In the telecom industry it is common for operators to use each other’s infrastructure. For example, A1 frequently uses Vivacom’s ducts to roll out its fixed network, she went on to say. Mobile network operators often use each other’s towers. Regulators encourage infrastructure sharing.

United Group is majority owned by BC Partners, an alternative investment manager focused on private equity, credit, and real estate, with deep networks across Europe and North America. Currently BC Partners has over 124 investments across 18 countries in four sectors with total enterprise value of over 161 billion euro.

United Group chairman and founder Dragan Solak, together with the management, owns a minority stake, as does the European Bank for Reconstruction and Development.

The group’s M&A activities have been primarily financed through the bond markets, while investment programmes have been funded by internal cash flows and working capital facilities.


“We are very mindful of maintaining debt within the market standards and permitted limits while the newly acquired entities deliver strong results across all geographies,” Boklag said. “In the absence of new acquisitions, and therefore no additional debt, we will naturally reduce the debt burden through profitability and cash flow growth.”

In addition to deleveraging through growth and based on the model of big telecom operators around the world, United Group has launched a process to spin off and monetise its mobile towers, being one of the few European telecom companies that still control almost 100% of their mobile and fixed networks.

“By monetising the towers, we are planning to reduce United Group’s debt and minimize the short-term and mid-term risks of refinancing. The ownership over active equipment, as well as design and quality of the service, will remain in our ownership and under our full control,” Boklag said.

In January, Moody’s affirmed the group’s B2 corporate credit rating, changing the perspective from stable to negative. While the change in outlook was driven mainly by the current economic environment, the rating affirmation considers “the company’s solid operating momentum and growth opportunities, improved scale and scope of operations over the past few years, and its strategic shift to focus on cash flow generation, liquidity and deleveraging” as stated in Moody’s release.

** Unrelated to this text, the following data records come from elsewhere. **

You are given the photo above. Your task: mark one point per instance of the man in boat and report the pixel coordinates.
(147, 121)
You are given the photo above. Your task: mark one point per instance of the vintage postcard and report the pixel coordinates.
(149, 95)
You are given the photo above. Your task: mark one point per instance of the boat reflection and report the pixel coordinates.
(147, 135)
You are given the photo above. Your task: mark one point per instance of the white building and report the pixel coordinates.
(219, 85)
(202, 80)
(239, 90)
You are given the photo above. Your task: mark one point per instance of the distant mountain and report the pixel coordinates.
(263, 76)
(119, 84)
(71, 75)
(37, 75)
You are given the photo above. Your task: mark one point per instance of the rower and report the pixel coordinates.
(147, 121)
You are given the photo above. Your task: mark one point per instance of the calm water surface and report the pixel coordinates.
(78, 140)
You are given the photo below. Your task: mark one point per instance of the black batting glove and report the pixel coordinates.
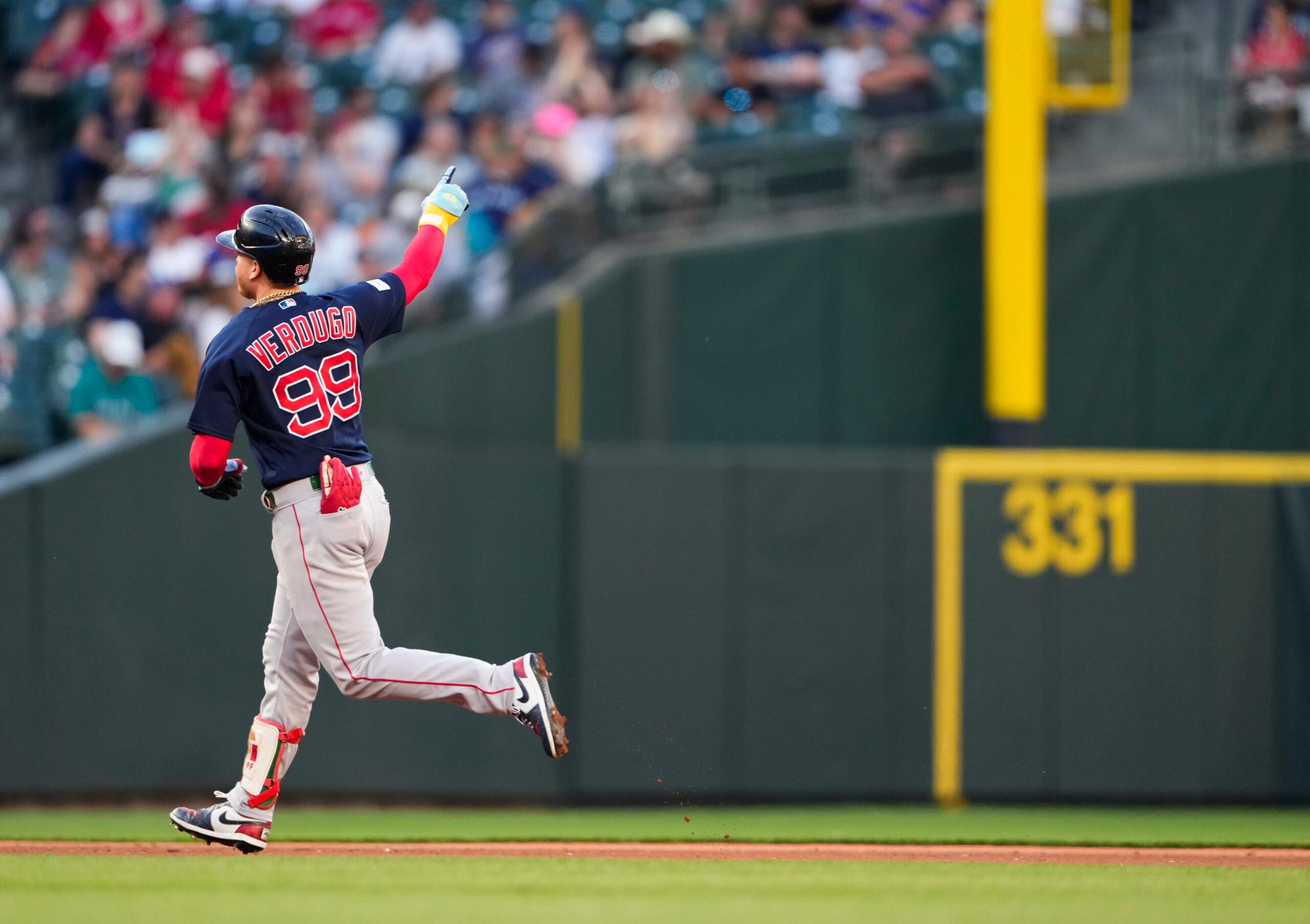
(230, 486)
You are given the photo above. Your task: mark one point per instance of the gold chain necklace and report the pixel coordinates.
(274, 297)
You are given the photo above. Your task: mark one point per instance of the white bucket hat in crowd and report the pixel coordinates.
(662, 25)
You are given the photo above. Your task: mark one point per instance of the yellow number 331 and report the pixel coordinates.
(1061, 526)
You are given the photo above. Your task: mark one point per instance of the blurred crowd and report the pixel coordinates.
(1273, 63)
(180, 116)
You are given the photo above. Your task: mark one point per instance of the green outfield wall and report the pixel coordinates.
(724, 623)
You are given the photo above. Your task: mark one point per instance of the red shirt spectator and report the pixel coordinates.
(340, 27)
(164, 73)
(116, 27)
(281, 97)
(64, 52)
(1276, 46)
(202, 88)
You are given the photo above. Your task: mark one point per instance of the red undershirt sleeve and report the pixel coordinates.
(209, 459)
(421, 260)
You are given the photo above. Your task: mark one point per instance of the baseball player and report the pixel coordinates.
(289, 367)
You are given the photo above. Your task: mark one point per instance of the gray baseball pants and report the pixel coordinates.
(323, 617)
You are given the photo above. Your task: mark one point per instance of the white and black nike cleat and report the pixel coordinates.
(222, 825)
(534, 707)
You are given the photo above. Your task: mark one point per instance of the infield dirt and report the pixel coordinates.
(979, 853)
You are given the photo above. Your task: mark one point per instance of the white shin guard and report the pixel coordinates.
(261, 774)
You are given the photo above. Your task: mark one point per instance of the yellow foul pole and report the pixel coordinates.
(1014, 213)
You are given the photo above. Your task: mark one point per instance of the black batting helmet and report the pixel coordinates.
(277, 239)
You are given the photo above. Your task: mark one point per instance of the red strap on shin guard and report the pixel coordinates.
(273, 785)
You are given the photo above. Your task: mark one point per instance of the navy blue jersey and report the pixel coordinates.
(290, 370)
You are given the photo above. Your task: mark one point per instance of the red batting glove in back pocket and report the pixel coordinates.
(341, 487)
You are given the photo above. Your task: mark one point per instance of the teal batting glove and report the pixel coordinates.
(445, 206)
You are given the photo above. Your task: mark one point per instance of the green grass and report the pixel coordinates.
(579, 892)
(1236, 827)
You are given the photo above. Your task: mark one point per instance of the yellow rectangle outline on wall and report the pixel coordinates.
(954, 467)
(1098, 96)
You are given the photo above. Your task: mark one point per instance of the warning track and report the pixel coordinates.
(986, 853)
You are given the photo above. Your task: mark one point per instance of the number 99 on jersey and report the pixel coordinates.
(1071, 526)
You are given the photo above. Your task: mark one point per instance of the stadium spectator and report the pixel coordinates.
(418, 46)
(663, 46)
(844, 66)
(495, 58)
(787, 61)
(36, 272)
(174, 256)
(171, 354)
(1276, 46)
(111, 392)
(121, 27)
(174, 137)
(61, 57)
(337, 248)
(361, 151)
(278, 99)
(904, 83)
(125, 300)
(204, 94)
(338, 28)
(441, 147)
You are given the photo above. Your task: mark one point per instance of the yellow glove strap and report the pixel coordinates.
(439, 216)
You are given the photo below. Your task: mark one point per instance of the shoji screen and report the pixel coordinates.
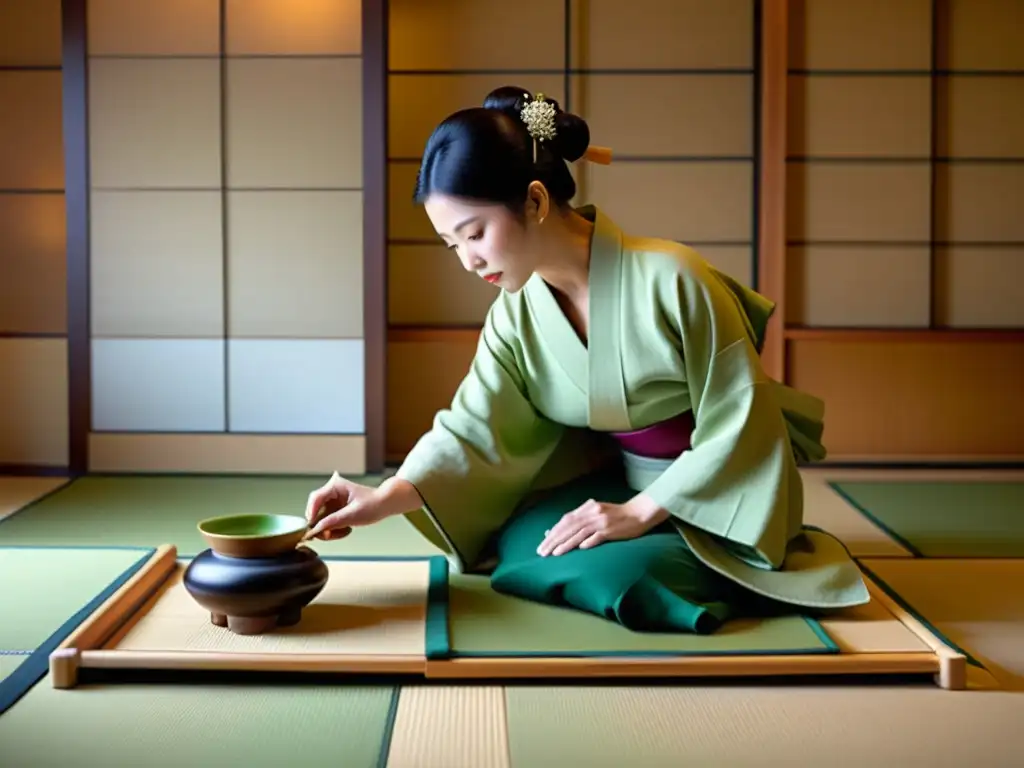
(33, 289)
(225, 153)
(669, 84)
(906, 224)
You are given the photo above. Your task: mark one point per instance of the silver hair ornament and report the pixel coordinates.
(539, 116)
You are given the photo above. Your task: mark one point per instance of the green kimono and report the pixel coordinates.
(668, 334)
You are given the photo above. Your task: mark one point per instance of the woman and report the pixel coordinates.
(616, 393)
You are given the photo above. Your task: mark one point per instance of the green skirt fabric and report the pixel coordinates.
(649, 584)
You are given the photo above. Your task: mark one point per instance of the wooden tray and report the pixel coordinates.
(153, 624)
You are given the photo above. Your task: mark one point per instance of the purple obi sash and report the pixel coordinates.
(667, 439)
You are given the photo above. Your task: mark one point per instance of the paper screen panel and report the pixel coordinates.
(123, 28)
(862, 35)
(984, 35)
(311, 28)
(295, 264)
(297, 386)
(690, 115)
(688, 202)
(859, 117)
(858, 286)
(31, 131)
(978, 287)
(477, 35)
(227, 454)
(158, 385)
(981, 117)
(884, 396)
(30, 33)
(155, 123)
(33, 267)
(418, 102)
(156, 264)
(34, 403)
(859, 203)
(294, 123)
(663, 34)
(980, 203)
(366, 608)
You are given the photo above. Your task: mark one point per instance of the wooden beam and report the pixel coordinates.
(909, 335)
(771, 172)
(375, 96)
(76, 159)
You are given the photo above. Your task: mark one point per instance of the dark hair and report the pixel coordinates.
(486, 154)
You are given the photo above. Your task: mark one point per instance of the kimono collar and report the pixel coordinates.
(596, 369)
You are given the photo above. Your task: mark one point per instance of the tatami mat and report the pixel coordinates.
(945, 518)
(655, 727)
(196, 724)
(977, 604)
(15, 493)
(9, 663)
(148, 511)
(829, 511)
(450, 727)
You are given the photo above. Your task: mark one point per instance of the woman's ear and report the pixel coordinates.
(538, 202)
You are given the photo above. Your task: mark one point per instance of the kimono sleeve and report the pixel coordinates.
(482, 453)
(739, 481)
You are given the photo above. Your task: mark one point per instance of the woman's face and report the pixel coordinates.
(487, 239)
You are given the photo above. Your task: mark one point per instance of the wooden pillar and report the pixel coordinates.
(771, 187)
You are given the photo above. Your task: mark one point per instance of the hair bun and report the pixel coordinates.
(571, 132)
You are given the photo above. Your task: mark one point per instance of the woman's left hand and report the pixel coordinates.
(595, 522)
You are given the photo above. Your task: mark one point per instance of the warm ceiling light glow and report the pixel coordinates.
(294, 27)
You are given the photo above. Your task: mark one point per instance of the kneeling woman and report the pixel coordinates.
(615, 445)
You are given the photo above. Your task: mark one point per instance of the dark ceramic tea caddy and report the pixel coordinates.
(255, 577)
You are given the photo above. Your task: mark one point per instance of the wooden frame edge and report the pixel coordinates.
(951, 673)
(684, 667)
(94, 631)
(907, 335)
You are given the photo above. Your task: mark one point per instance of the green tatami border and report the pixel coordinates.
(829, 647)
(36, 667)
(438, 636)
(835, 485)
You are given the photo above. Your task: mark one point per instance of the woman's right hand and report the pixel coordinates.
(335, 508)
(338, 506)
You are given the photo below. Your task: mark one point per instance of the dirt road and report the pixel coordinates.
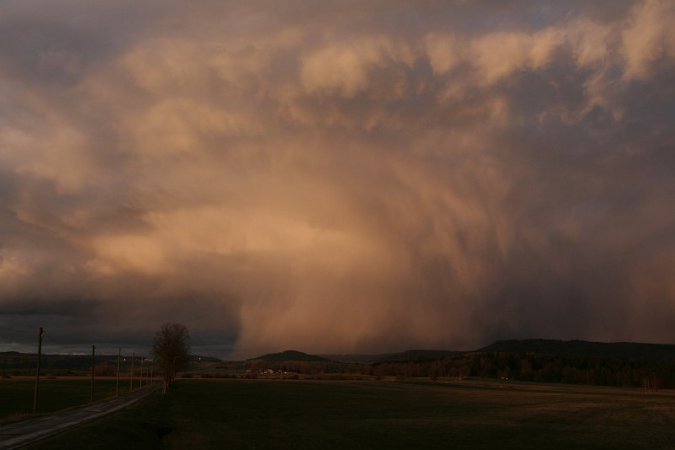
(18, 434)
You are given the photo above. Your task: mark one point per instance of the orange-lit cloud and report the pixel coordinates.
(337, 177)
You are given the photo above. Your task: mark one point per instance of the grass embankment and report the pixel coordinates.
(16, 396)
(375, 415)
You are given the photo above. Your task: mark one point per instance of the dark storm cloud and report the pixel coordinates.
(337, 176)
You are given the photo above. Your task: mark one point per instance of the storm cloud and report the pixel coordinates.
(337, 176)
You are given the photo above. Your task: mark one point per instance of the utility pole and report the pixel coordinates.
(93, 360)
(117, 381)
(41, 332)
(131, 373)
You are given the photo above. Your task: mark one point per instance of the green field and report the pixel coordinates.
(240, 414)
(16, 396)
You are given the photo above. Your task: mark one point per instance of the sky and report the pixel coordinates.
(336, 176)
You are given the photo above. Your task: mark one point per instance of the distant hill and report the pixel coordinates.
(408, 355)
(416, 355)
(625, 351)
(289, 355)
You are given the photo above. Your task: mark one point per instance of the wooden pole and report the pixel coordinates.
(37, 371)
(117, 381)
(131, 373)
(93, 363)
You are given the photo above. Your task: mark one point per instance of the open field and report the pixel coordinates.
(16, 395)
(240, 414)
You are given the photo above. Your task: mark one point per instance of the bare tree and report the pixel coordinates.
(171, 351)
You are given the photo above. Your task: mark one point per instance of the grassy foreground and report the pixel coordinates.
(388, 415)
(16, 396)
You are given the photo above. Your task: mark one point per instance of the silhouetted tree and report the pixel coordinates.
(171, 351)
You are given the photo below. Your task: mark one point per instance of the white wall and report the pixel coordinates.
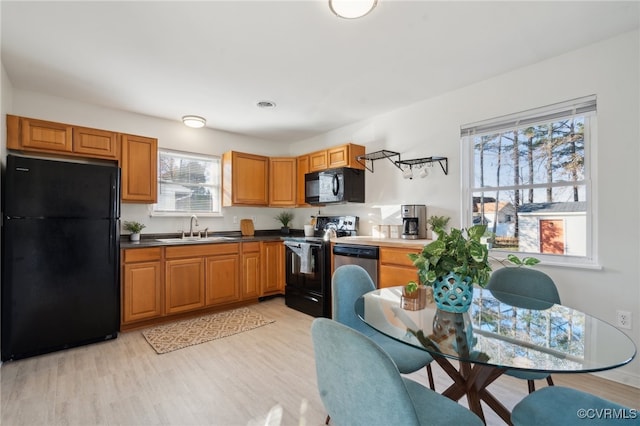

“Our earliest debt maturity is in more than a year, in June 2024. Under normal market conditions, the maturities due in 2024 and 2025 could easily be refinanced on the bond market,” Boklag said. “Considering the current market situation amid the war in Ukraine, we have taken a more conservative approach. Therefore, our decision to launch a process to spin off and monetise our mobile towers following the example of other big telecom companies in Europe and globally turned out to be a good strategic decision.”


In Boklag’s view, the synergies between local media and telco operations could be a key growth driver in the future.

“Media and pay TV are among the most transformative industries at the moment. Besides traditional local and global media companies, the fight for “eyeballs” is now joined by all the social networks and D2C OTT players like Netflix, Disney, etc. Both subscription and advertising models are being challenged and reinvented,” she said. “In this environment, having the strength of the local content production capabilities, relationships with the local advertisers and powerful subscription business is key for the future success of both local media and telco operations.”

Moreover, telco and media companies together put up a stronger fight against the pirates and illegal distribution of content, which harms everyone in the system – creators, artists, producers, and content providers, she added.

United Media has an independent editorial board, which is based in Luxembourg, responsible for its compliance with the highest media standards and tasked with verifying the unbiased and ethical work of journalists. The board reviews the editorial process, when necessary, and takes care of public complaints procedures.

“Freedom of speech and independence are values that our company has upheld since its establishment,” Boklag also said. “All members of the board are well- respected representatives of emblematic media such as BBC and RTL. They are fully independent and are not employed in any of our media assets.”